Lookout: Dark Caracal Points To APT Actors Moving To Mobile Targets

CANCUN, Mexico – On the heels of global cyber espionage campaign Dark Caracal, security firm Lookout is sounding the alarm on how it is indicative of advanced persistent threats moving from desktop platforms to mobile platforms.

Dark Caracal, which was first discovered by researchers in January, is the first known global campaign that steals data from Android devices. In January, Lookout and the Electronic Frontier Foundation released a report that outlined Dark Caracal, which stole hundreds of gigabytes of data from primarily Android devices with thousands of victims in 20 countries.

Types of data stolen include documents, call records, audio recordings, secure messaging client content, contact information, text messages, photos, and account data, said Michael Flossman, security analyst at Lookout, speaking with EFF’s Cooper Quintin during Kaspersky Lab’s Security Analyst Summit today.

“This is the first threat by a mobile APT group that had a considerable global reach,” Flossman told Threatpost ahead of SAS. “Desktop security has evolved and matured quite a lot in the last decade.
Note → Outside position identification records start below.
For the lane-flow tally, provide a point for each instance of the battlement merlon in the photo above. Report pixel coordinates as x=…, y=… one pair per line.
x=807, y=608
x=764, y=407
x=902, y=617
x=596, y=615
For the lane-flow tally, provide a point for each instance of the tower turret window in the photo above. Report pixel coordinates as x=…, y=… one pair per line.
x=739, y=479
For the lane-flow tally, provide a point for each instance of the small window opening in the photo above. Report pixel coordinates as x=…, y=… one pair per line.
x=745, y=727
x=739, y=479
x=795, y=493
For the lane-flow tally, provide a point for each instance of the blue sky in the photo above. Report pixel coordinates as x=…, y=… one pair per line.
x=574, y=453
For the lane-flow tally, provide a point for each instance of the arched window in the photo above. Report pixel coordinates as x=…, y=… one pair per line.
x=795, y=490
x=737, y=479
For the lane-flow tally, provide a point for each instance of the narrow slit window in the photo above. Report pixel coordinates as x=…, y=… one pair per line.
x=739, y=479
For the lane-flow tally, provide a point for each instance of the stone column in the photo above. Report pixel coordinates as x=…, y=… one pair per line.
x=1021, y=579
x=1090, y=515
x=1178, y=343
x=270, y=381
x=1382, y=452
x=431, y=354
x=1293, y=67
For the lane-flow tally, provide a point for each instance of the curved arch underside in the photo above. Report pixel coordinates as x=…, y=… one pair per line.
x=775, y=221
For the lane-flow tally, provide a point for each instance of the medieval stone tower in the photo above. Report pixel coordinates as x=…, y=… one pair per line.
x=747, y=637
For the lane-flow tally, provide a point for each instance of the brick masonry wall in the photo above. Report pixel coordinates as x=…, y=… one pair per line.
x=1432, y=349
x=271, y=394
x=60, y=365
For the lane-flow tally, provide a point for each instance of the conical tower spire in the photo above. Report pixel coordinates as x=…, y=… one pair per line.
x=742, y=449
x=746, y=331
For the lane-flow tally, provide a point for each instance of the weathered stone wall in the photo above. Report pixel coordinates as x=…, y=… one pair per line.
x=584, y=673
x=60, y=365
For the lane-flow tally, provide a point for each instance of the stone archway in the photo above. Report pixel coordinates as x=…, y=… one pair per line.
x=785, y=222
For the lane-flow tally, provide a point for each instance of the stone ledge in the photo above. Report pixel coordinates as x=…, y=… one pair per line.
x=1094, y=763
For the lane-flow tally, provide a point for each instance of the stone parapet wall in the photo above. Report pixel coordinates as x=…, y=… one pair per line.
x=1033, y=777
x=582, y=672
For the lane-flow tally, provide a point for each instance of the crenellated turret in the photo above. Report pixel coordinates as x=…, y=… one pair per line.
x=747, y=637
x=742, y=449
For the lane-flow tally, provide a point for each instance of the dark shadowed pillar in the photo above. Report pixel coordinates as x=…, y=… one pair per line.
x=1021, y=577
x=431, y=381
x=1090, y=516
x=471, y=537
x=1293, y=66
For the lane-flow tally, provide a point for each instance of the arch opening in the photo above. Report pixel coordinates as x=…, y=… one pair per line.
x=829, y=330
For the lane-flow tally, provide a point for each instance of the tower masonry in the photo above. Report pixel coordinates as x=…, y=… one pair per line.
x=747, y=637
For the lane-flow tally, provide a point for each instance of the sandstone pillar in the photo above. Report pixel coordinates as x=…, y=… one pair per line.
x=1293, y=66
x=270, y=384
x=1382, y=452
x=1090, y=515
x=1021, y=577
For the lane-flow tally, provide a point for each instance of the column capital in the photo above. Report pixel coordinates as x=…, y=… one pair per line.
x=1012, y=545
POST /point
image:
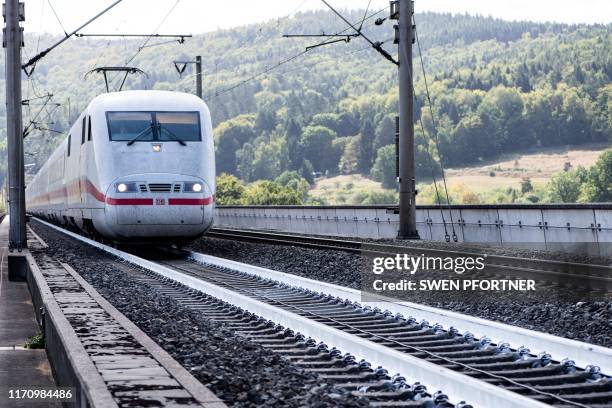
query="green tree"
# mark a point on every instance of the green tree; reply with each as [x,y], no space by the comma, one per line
[385,132]
[366,148]
[230,136]
[598,185]
[229,190]
[264,192]
[350,155]
[293,133]
[384,167]
[295,182]
[564,187]
[317,144]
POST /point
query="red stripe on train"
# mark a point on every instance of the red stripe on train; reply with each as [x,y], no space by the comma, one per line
[129,201]
[190,201]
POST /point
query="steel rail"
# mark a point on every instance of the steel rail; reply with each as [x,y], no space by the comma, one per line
[583,354]
[456,385]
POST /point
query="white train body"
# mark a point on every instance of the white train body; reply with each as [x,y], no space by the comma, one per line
[156,187]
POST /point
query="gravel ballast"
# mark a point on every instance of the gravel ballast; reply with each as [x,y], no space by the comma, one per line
[238,371]
[546,310]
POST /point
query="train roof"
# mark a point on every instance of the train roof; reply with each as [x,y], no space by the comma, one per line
[147,100]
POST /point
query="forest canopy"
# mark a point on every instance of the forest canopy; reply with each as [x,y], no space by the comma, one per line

Those same security postures are not in the same place for mobile devices.”

Lookout said in July 2017, they discovered a command-and-control server that was connected to Dark Caracal, containing up to 81 GB of compromised data.

The campaign, targeting both desktop and mobile devices, compromised by fake versions of secure messaging clients, has been operating in a series of multi-platform campaigns since January 2012.
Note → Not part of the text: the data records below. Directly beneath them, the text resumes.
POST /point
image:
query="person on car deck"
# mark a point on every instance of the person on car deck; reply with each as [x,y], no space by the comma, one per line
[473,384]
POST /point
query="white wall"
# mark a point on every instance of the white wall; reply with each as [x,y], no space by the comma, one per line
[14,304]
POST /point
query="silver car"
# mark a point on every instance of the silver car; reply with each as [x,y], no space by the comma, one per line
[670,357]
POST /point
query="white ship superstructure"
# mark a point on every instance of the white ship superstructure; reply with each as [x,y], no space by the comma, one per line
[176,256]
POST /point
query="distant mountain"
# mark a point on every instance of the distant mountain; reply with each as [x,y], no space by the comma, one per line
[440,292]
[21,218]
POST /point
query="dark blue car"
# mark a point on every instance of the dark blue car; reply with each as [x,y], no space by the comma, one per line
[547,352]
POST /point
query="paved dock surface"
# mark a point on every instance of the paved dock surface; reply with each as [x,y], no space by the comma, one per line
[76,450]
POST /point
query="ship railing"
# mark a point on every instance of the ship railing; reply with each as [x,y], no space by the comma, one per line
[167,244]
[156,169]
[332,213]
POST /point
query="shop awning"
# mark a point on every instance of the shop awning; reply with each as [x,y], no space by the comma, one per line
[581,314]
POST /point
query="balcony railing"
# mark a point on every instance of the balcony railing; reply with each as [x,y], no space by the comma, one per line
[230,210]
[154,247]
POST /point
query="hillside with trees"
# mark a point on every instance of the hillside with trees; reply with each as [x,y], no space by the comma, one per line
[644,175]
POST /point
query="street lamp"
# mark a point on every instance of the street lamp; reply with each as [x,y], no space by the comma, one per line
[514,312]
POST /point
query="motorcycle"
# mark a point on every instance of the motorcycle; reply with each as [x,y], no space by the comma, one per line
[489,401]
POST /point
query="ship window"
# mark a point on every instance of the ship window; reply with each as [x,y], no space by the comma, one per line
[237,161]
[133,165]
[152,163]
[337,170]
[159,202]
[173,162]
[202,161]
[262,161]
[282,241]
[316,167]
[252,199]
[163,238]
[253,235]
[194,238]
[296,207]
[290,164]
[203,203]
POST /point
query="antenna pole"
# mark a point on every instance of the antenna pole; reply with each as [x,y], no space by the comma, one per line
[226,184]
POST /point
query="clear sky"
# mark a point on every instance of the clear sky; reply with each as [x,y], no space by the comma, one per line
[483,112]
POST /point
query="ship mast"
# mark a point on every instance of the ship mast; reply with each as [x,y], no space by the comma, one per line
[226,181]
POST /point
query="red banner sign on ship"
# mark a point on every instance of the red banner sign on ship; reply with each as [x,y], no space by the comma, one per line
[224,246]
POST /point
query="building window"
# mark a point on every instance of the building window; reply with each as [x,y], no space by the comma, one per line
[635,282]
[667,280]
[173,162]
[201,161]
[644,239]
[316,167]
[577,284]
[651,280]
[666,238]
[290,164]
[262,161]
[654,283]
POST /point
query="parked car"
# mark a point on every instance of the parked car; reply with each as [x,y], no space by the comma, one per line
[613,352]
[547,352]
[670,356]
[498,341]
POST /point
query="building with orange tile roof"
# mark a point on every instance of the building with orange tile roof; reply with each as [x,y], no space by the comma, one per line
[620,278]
About 60 percent of the information came from Android devices, with the remaining from Windows machines, said Flossman. The actor started on desktop machines, but then transitioned to mobile and made it their primary data collection vehicle.

The Dark Caracal attack uses three types of mobile phishing messages targeting victims to a watering hole.
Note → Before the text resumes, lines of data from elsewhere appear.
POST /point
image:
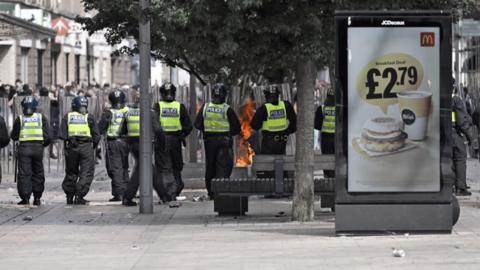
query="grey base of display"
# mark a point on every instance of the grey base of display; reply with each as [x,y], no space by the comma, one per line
[370,218]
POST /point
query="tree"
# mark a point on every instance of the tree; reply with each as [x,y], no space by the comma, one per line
[224,40]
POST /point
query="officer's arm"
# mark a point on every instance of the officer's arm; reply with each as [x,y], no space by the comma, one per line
[463,120]
[199,120]
[63,131]
[292,117]
[104,122]
[259,117]
[4,138]
[46,131]
[318,123]
[15,134]
[185,121]
[235,126]
[93,130]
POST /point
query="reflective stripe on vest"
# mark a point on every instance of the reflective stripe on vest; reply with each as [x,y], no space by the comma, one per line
[276,117]
[170,116]
[116,123]
[31,128]
[133,122]
[78,125]
[215,118]
[328,125]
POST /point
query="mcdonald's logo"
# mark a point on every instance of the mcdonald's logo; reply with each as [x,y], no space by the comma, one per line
[427,39]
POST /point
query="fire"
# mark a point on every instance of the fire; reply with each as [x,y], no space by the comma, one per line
[245,152]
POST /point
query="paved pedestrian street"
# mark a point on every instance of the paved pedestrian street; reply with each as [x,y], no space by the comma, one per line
[106,236]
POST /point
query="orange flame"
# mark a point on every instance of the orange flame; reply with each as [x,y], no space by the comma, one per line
[245,152]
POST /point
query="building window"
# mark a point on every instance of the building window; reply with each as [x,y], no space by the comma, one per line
[24,65]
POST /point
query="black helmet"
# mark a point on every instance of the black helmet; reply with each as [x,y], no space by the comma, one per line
[117,99]
[80,104]
[29,105]
[167,92]
[219,93]
[272,93]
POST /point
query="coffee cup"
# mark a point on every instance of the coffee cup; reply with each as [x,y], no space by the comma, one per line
[415,111]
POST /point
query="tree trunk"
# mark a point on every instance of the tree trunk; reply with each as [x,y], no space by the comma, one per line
[303,197]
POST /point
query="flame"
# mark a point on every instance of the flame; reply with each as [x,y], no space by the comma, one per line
[245,152]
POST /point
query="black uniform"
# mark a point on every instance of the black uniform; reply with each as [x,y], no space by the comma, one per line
[116,156]
[134,147]
[169,159]
[462,126]
[218,148]
[274,142]
[327,141]
[79,157]
[4,139]
[31,175]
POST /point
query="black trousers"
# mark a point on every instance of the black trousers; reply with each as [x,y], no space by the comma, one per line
[274,145]
[459,165]
[31,176]
[328,147]
[134,183]
[218,159]
[116,161]
[169,164]
[79,169]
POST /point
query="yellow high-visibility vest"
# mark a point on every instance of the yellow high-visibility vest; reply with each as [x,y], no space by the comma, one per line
[215,118]
[276,117]
[118,116]
[78,125]
[31,128]
[328,125]
[170,116]
[133,122]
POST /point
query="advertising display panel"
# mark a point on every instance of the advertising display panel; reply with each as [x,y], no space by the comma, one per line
[393,108]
It then launches a malware, dubbed Pallas, through trojanized versions of popular messaging applications. Attackers then accessed personal data using the permissions users granted when they installed applications.

“One interesting thing about this attack that we haven’t seen a lot was that the majority of applications were fully functional,” said Flossman. “The apps were still intact, so a victim would be less inclined to notice if something was amiss.”

Flossman said one reason Dark Caracal was hard to track is the diversity of seemingly unrelated espionage campaigns originating from the same domain names. Over the years, the campaigns’ work was repeatedly misattributed to other cybercrime groups.

“The trojanized apps, including Signal and WhatsApp, function like the legitimate apps and send and receive messages normally,” said EFF’s report. “However, the fake apps also allow the attackers to take photos, retrieve location information, capture audio, and more.”

In its January report, EFF and Lookout traced Dark Caracal to a building belonging to the Lebanese General Security Directorate in Beirut.

Flossman said that mobile platforms are appealing to APT actors because they have less security measures, are simpler, and are cheaper for attackers to launch a campaign for.

“In the case of Dark Caracal, this actor didn’t need to be overly sophisticated to launch the attack. The tooling they created would have cost a couple thousand dollars, and it wouldn’t be challenging to put together for any actor with prior capability in the desktop space. It makes a lot of sense for them to shift to a mobile focus.”

Flossman said that mobile device users can protect themselves by making sure they have visibility and actually have a way of getting insights into what’s going on on their endpoints.